Son víctimas colaterales de una crisis mundial que, desde distintas asociaciones de enfermos consideran, ha desembocado en un empeoramiento de su atención sanitaria desde que en marzo acaparara gran parte de los recursos asistenciales. Por lo tanto, su seguimiento no es tan ágil como antes del coronavirus al igual que tampoco lo es su día a día en medio de una pandemia sanitaria donde su vulnerabilidad es un riesgo añadido.

"La crisis del Covid nos está afectando a los enfermos crónicos más que a nadie porque la atención médica no es la misma, eso es evidente para todos", afirma el presidente de la Asociación de Enfermos de Crohn y Colitis Ulcerosa (ACCU Sevilla), José Luís Rodríguez de los Ríos.

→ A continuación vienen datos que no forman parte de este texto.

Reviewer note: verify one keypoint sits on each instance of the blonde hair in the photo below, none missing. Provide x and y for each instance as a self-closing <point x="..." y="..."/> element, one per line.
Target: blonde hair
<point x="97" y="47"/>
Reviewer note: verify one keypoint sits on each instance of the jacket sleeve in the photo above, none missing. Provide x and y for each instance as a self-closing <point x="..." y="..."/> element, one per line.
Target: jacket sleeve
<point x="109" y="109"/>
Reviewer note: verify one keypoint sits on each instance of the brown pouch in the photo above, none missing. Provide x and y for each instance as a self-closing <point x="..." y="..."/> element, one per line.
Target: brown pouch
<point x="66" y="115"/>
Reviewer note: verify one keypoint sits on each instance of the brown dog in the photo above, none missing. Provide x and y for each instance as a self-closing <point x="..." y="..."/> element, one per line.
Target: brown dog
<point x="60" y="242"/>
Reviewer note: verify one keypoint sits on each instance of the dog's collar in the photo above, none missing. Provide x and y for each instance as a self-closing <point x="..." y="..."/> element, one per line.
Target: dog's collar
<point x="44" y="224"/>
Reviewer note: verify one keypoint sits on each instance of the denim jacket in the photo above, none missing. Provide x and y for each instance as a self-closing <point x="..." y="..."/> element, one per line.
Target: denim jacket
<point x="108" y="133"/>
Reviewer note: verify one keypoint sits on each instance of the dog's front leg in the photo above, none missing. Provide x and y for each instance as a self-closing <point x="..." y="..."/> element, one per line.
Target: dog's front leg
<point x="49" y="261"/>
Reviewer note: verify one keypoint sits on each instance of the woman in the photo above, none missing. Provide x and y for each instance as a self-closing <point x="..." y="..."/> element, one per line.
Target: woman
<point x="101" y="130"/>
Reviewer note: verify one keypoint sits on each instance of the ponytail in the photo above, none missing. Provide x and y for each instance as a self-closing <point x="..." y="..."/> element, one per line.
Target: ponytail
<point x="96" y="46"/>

La pandemia, según el portavoz de estos enfermos crónicos, "ha traído modelos de atención interesantes" como es el caso de las consultas telefónicas, que considera que es un recurso que "ha llegado para quedarse", pero señala, no obstante, que "no puede ser que todas las consultas sean no presenciales". Rodríguez de los Ríos destaca que, como afectados por una enfermedad que actúa por brotes, hay determinadas pruebas como colonoscopias o resonancias que se tienen que hacer en el hospital y que, "por la situación en la que se encuentran", son las que estarían sufriendo los mayores retrasos. El presidente de ACCU Sevilla habla en este caso en primera persona. "Yo mismo tengo una operación pendiente que me ha sido pospuesta sine die. Sé que no es de vida o muerte, pero es algo que necesito y lo estoy aguantando estoicamente hasta que llegue mi momento", manifiesta.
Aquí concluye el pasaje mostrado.